The Civitas poll included registered voters who had voted in the 2004, 2006 or 2008 elections or were newly registered since last year. The NCFPC poll went still further to include a breakdown by legislative district so that lawmakers could see the support among their own constituents.
“Our poll is unique in that it is a large enough sample to give valid results by legislative district,” said Brooks in a press release. “The results show that the majority of voters in every Senate district and nearly every House district support the Marriage Protection Amendment.”
In contrast, the poll by Elon University involved phone calls to 620 North Carolina residents, without regard as to whether they were eligible voters.
The NCFPC poll also questioned voters as to whether or not homosexuality should be taught in public schools as a normal and acceptable behavior. The vast majority – 84 percent – opposed such teaching. Unfortunately, it is already a reality in some school systems and the ultimate outcome unless marriage laws are backed with a constitutional amendment.
“These findings show that by overwhelming margins, voters in North Carolina do not support the promotion of homosexuality in the classroom, and we think legislators should take note of that as they debate and vote on these important issues,” Brooks said.

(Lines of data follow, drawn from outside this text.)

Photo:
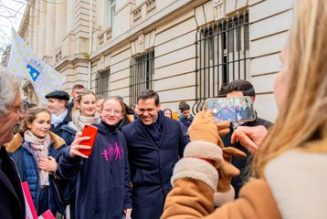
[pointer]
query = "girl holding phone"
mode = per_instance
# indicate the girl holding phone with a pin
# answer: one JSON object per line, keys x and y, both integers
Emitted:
{"x": 103, "y": 189}
{"x": 36, "y": 150}
{"x": 84, "y": 112}
{"x": 290, "y": 161}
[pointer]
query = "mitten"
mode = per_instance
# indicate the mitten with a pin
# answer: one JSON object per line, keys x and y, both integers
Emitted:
{"x": 202, "y": 156}
{"x": 225, "y": 192}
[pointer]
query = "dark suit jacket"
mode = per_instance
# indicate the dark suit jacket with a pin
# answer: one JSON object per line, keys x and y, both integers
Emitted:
{"x": 12, "y": 203}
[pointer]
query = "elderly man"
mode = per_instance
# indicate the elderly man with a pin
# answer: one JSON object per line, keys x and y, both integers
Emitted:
{"x": 11, "y": 195}
{"x": 155, "y": 143}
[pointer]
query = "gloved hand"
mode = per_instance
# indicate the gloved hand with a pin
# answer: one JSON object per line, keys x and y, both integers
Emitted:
{"x": 204, "y": 139}
{"x": 202, "y": 156}
{"x": 225, "y": 191}
{"x": 227, "y": 170}
{"x": 203, "y": 128}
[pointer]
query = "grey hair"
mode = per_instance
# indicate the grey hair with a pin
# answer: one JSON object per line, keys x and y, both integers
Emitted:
{"x": 9, "y": 85}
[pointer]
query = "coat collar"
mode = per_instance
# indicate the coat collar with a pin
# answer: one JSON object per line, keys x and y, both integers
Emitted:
{"x": 18, "y": 140}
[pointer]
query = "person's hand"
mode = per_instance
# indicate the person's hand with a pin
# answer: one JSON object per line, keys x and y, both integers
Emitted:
{"x": 48, "y": 164}
{"x": 223, "y": 128}
{"x": 225, "y": 192}
{"x": 250, "y": 137}
{"x": 227, "y": 170}
{"x": 204, "y": 128}
{"x": 76, "y": 146}
{"x": 128, "y": 213}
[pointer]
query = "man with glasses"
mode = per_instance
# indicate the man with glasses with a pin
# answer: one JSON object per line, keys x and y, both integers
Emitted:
{"x": 155, "y": 143}
{"x": 12, "y": 203}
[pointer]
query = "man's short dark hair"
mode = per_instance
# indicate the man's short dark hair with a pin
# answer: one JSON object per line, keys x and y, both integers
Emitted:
{"x": 78, "y": 86}
{"x": 183, "y": 106}
{"x": 149, "y": 94}
{"x": 238, "y": 85}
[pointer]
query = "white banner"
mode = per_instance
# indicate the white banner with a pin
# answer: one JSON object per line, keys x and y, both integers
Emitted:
{"x": 23, "y": 63}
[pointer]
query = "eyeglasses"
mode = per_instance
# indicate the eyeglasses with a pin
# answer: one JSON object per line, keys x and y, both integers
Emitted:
{"x": 17, "y": 109}
{"x": 115, "y": 112}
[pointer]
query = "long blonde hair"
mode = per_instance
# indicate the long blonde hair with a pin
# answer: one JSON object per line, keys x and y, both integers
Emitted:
{"x": 303, "y": 117}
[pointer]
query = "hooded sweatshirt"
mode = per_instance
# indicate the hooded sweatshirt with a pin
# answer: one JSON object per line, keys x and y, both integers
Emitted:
{"x": 103, "y": 179}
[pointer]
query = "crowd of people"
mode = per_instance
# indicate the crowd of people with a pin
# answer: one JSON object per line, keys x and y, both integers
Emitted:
{"x": 146, "y": 164}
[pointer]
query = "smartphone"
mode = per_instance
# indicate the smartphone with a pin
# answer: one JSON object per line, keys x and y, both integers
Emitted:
{"x": 91, "y": 131}
{"x": 234, "y": 109}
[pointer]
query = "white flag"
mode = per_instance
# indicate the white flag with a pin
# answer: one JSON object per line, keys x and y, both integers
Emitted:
{"x": 23, "y": 63}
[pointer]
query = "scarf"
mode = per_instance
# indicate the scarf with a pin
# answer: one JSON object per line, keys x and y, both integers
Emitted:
{"x": 79, "y": 120}
{"x": 40, "y": 147}
{"x": 57, "y": 119}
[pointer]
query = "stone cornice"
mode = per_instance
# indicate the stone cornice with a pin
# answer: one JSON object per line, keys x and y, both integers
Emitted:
{"x": 149, "y": 24}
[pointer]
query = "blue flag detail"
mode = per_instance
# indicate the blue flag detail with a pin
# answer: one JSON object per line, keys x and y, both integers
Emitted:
{"x": 33, "y": 72}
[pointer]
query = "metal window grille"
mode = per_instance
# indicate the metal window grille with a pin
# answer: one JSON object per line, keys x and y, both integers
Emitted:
{"x": 141, "y": 70}
{"x": 110, "y": 12}
{"x": 222, "y": 51}
{"x": 102, "y": 83}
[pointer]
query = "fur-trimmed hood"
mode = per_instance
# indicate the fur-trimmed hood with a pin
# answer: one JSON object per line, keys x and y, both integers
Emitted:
{"x": 18, "y": 139}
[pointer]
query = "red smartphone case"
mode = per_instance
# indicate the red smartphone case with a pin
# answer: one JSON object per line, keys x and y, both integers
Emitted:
{"x": 91, "y": 131}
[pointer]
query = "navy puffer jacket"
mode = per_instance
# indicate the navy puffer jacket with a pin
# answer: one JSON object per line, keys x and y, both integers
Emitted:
{"x": 27, "y": 168}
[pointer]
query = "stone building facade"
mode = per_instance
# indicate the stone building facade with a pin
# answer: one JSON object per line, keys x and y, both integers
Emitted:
{"x": 183, "y": 49}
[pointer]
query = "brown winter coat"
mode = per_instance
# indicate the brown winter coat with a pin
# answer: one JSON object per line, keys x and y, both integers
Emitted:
{"x": 195, "y": 201}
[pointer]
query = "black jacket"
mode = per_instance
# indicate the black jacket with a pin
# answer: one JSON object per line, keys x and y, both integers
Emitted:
{"x": 152, "y": 159}
{"x": 12, "y": 205}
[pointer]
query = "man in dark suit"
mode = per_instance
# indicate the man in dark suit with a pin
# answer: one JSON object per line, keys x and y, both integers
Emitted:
{"x": 12, "y": 205}
{"x": 155, "y": 143}
{"x": 240, "y": 88}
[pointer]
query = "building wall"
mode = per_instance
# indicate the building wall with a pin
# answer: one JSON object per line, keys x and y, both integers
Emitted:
{"x": 172, "y": 34}
{"x": 168, "y": 26}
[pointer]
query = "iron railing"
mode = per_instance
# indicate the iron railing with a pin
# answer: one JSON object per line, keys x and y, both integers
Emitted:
{"x": 222, "y": 51}
{"x": 141, "y": 70}
{"x": 102, "y": 83}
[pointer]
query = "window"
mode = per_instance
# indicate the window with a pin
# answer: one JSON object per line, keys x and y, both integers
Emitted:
{"x": 102, "y": 82}
{"x": 141, "y": 69}
{"x": 110, "y": 12}
{"x": 222, "y": 55}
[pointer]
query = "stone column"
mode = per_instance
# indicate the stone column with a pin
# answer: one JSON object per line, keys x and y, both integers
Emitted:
{"x": 69, "y": 16}
{"x": 31, "y": 25}
{"x": 42, "y": 29}
{"x": 36, "y": 28}
{"x": 50, "y": 28}
{"x": 60, "y": 26}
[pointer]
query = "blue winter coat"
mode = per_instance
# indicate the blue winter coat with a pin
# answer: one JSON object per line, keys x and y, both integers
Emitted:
{"x": 27, "y": 167}
{"x": 102, "y": 189}
{"x": 152, "y": 163}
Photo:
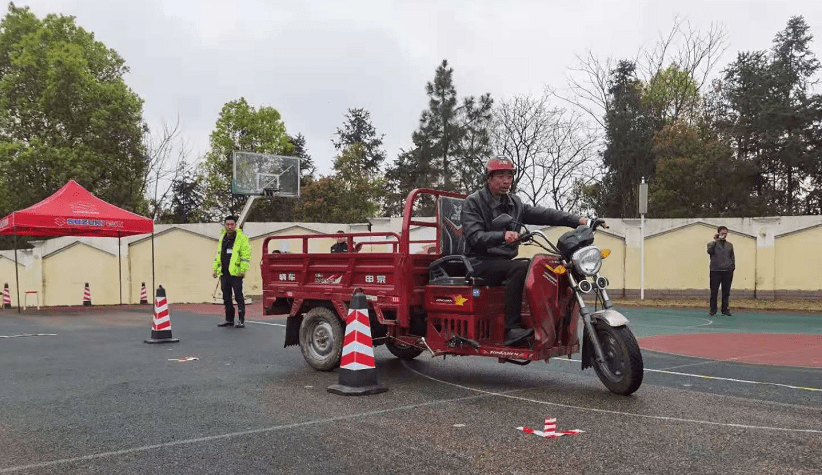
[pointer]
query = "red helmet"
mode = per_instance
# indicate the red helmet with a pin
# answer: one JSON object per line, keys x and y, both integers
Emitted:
{"x": 495, "y": 164}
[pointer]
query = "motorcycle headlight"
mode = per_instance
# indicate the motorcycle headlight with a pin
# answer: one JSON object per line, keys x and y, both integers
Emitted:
{"x": 588, "y": 260}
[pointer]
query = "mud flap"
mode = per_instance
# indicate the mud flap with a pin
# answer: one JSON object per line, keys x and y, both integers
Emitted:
{"x": 587, "y": 349}
{"x": 292, "y": 330}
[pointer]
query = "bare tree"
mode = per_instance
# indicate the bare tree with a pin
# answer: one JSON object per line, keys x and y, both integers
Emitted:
{"x": 552, "y": 148}
{"x": 683, "y": 48}
{"x": 166, "y": 153}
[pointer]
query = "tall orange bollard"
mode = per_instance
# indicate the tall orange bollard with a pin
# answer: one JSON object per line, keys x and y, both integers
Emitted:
{"x": 87, "y": 296}
{"x": 143, "y": 295}
{"x": 358, "y": 373}
{"x": 161, "y": 323}
{"x": 6, "y": 296}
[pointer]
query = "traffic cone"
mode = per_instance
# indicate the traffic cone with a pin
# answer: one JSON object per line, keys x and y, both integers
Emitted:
{"x": 6, "y": 296}
{"x": 550, "y": 430}
{"x": 87, "y": 296}
{"x": 143, "y": 295}
{"x": 358, "y": 374}
{"x": 161, "y": 324}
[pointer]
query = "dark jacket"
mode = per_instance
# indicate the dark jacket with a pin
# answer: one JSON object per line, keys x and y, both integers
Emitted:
{"x": 722, "y": 256}
{"x": 480, "y": 208}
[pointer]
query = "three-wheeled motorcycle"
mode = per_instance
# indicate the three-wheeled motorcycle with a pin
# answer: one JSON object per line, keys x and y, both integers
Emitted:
{"x": 423, "y": 298}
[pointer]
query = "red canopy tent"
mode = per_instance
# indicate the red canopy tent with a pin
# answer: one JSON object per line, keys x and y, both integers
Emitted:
{"x": 73, "y": 211}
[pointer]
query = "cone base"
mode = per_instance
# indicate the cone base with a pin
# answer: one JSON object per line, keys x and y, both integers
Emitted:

A private institution of higher learning, Elon has no problem promoting LGBT issues. A recipient of a $7,000 grant from the Guilford Green Foundation, the Elon University Student Life and Multi Cultural Center sponsors LGBT Allies, a group of 22 faculty and staff members who mentor students who have chosen an LGBT lifestyle. Two allies will be featured speakers on bisexuality next month at the Southeastern Regional Unity Conference, an annual gathering of “lesbian, gay, bisexual, transgender, intersex and queer identified people.” Elon is one of fewer than 10 North Carolina colleges and universities that offer employees full domestic partner benefits.